Post tax returns = Investment returns* (1 – tax rate) = 6%* (1 - 0.3) = 4.2%

If inflation is 6%, your inflation and tax adjusted return will be (1 + 0.042)/(1+0.06) – 1 = - 1.7% 

It means your purchasing power is decreasing at the rate of 1.7% per annum despite getting a return on your investment. If you want to beat inflation and tax, you should consider investing in equity. Historically, the equity market has provided good returns in the long term that can easily beat inflation and taxes. However, the equity market will not offer you guaranteed returns, and some risk is involved. Still, investing a portion of your portfolio in equity is essential to meet your financial goals. You can invest in equity instruments like stocks, mutual funds etc., as per your financial goals and risk appetite.

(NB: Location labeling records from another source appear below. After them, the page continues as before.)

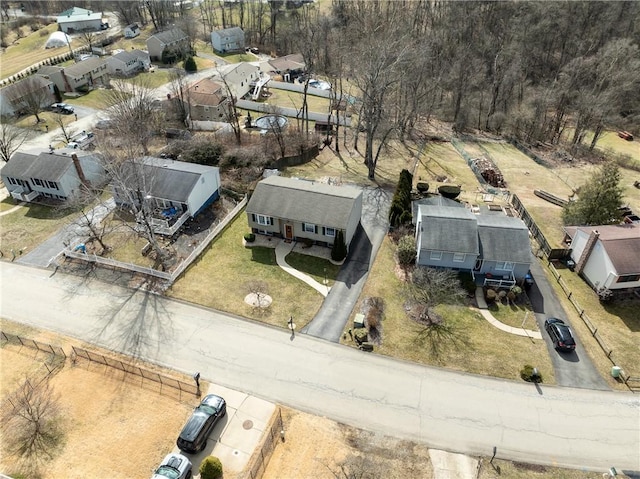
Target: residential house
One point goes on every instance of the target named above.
(304, 210)
(174, 191)
(495, 248)
(289, 67)
(79, 20)
(16, 98)
(131, 31)
(173, 41)
(228, 40)
(123, 64)
(56, 174)
(607, 256)
(208, 101)
(79, 76)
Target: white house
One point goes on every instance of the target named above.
(228, 40)
(57, 174)
(79, 20)
(301, 209)
(131, 31)
(173, 190)
(607, 256)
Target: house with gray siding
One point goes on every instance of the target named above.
(493, 247)
(57, 174)
(173, 191)
(296, 210)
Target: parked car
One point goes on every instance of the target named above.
(193, 437)
(173, 466)
(560, 334)
(63, 108)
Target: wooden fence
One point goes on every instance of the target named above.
(160, 379)
(629, 380)
(260, 458)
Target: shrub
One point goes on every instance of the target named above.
(406, 250)
(527, 373)
(211, 468)
(339, 249)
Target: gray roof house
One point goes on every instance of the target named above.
(174, 190)
(228, 40)
(174, 39)
(79, 20)
(495, 248)
(607, 256)
(58, 174)
(300, 209)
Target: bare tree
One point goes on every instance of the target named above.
(32, 426)
(11, 139)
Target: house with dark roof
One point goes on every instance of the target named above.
(495, 248)
(173, 41)
(296, 210)
(79, 20)
(57, 174)
(173, 191)
(228, 40)
(607, 256)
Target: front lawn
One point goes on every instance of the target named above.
(220, 279)
(479, 348)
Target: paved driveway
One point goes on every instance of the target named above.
(334, 313)
(571, 369)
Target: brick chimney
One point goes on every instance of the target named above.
(76, 163)
(586, 252)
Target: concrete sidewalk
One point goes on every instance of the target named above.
(484, 311)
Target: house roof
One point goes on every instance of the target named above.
(448, 228)
(168, 179)
(206, 92)
(295, 61)
(169, 36)
(304, 201)
(82, 68)
(504, 238)
(621, 242)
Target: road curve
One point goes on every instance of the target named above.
(578, 428)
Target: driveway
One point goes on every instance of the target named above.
(539, 424)
(571, 369)
(329, 323)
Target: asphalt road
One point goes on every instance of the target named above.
(579, 428)
(573, 369)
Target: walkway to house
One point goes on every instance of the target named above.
(486, 314)
(282, 250)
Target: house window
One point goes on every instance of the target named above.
(459, 257)
(263, 220)
(628, 278)
(504, 266)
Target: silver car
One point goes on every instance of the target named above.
(173, 466)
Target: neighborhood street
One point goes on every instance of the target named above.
(579, 428)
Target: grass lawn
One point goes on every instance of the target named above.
(480, 349)
(618, 325)
(30, 225)
(219, 280)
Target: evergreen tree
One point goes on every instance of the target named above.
(599, 200)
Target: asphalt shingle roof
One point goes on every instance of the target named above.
(304, 201)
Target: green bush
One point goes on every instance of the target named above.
(526, 373)
(211, 468)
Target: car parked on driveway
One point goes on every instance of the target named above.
(560, 334)
(193, 437)
(173, 466)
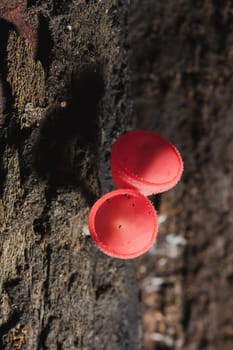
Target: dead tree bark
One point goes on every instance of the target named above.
(66, 100)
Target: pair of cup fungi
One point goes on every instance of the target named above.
(123, 223)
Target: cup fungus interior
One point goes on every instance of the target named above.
(147, 158)
(123, 223)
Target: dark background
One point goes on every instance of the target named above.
(181, 62)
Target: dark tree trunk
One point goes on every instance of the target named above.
(182, 79)
(66, 100)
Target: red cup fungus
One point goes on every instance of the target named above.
(145, 161)
(123, 223)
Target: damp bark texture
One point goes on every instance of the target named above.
(182, 79)
(63, 101)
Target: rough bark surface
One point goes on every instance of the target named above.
(182, 79)
(64, 108)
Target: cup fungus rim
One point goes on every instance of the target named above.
(100, 244)
(127, 173)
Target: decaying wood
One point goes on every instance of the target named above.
(65, 107)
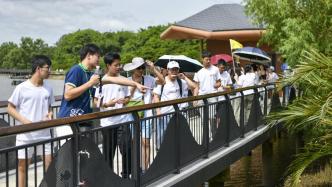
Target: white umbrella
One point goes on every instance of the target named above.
(186, 64)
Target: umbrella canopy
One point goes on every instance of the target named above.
(186, 64)
(252, 54)
(225, 57)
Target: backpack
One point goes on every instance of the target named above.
(180, 85)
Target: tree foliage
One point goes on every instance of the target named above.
(145, 43)
(294, 26)
(311, 113)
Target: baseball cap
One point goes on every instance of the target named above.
(173, 64)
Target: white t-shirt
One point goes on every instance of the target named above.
(207, 77)
(249, 79)
(109, 92)
(273, 77)
(225, 78)
(33, 103)
(149, 82)
(172, 91)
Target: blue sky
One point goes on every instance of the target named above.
(50, 19)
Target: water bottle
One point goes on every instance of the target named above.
(97, 72)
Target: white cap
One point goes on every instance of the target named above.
(135, 63)
(173, 64)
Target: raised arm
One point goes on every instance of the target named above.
(192, 85)
(124, 81)
(72, 92)
(13, 112)
(161, 79)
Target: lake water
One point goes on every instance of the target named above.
(265, 166)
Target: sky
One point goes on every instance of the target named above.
(50, 19)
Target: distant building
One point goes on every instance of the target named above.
(216, 25)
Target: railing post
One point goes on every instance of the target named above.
(256, 96)
(177, 139)
(75, 143)
(136, 149)
(228, 130)
(265, 100)
(242, 115)
(284, 96)
(206, 133)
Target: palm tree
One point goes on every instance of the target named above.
(310, 113)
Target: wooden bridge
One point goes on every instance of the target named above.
(198, 143)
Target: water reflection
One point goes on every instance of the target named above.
(264, 167)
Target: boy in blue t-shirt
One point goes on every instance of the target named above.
(78, 89)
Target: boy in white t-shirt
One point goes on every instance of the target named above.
(115, 96)
(31, 102)
(170, 91)
(137, 67)
(208, 78)
(226, 81)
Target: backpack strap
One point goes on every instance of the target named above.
(179, 83)
(143, 85)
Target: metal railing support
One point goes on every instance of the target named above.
(206, 138)
(136, 150)
(228, 130)
(242, 116)
(177, 140)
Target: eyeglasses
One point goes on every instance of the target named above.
(173, 69)
(141, 67)
(48, 68)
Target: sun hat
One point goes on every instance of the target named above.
(173, 64)
(135, 63)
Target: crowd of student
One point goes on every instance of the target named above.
(83, 90)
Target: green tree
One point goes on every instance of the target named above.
(29, 48)
(66, 52)
(147, 44)
(293, 27)
(311, 113)
(15, 59)
(5, 49)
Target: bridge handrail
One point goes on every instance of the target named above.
(4, 104)
(97, 115)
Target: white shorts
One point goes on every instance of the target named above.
(31, 149)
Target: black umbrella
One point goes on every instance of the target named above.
(186, 64)
(252, 54)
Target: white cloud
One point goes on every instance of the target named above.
(50, 19)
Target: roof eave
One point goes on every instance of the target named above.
(177, 32)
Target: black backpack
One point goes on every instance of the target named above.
(180, 85)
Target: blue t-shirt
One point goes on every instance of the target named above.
(76, 77)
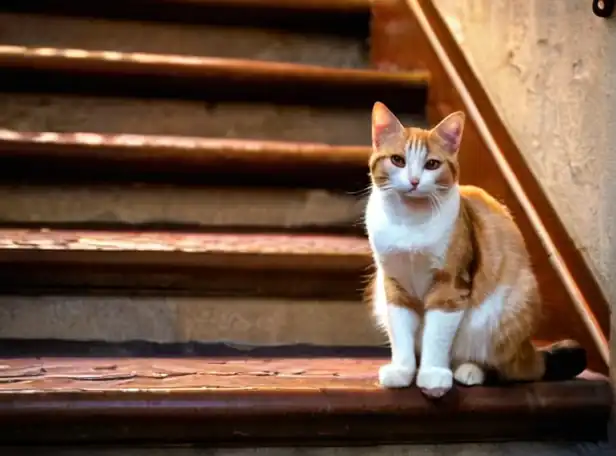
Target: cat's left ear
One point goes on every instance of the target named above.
(449, 132)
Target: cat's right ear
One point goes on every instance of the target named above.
(385, 125)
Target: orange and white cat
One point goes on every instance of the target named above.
(453, 277)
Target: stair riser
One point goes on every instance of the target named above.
(169, 320)
(210, 40)
(213, 209)
(57, 113)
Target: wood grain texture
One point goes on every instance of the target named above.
(393, 27)
(103, 157)
(178, 76)
(339, 17)
(155, 263)
(276, 400)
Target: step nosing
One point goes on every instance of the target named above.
(49, 58)
(84, 143)
(211, 79)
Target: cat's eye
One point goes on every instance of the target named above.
(398, 160)
(432, 164)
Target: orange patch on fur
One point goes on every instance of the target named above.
(486, 250)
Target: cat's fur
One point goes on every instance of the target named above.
(453, 276)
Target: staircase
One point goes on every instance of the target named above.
(181, 249)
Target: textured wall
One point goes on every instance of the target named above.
(550, 69)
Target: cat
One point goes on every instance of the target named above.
(453, 277)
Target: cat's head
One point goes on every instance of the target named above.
(414, 162)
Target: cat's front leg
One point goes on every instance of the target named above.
(401, 322)
(402, 327)
(445, 306)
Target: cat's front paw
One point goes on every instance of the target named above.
(434, 381)
(396, 376)
(469, 374)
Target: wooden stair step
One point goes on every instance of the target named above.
(140, 74)
(336, 17)
(72, 262)
(94, 156)
(214, 40)
(330, 16)
(151, 263)
(274, 401)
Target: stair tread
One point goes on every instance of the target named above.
(333, 17)
(342, 391)
(121, 247)
(264, 244)
(319, 5)
(202, 152)
(178, 75)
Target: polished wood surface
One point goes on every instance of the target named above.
(206, 264)
(275, 401)
(335, 17)
(157, 75)
(394, 26)
(89, 156)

Commodity stocks like precious metals and energy products might benefit from high inflation. The prices of commodities also rise along with inflation. Because they grow simultaneously, they may provide a good hedge against inflation.

Conclusion

As an investor, you need to understand the factors like inflation that impact the performance of your portfolio. Once you do so, you can invest in suitable asset classes to beat inflation. Whether you invest in equity or precious metals like gold, invest as per your goals, time horizon and risk profile. Some asset classes like equity could be ideal for long-term goals where you are looking for higher returns. On the other hand, some of your goals might be short term and the safety of the money is the priority, then you can choose to invest in safe debt instruments like liquid funds.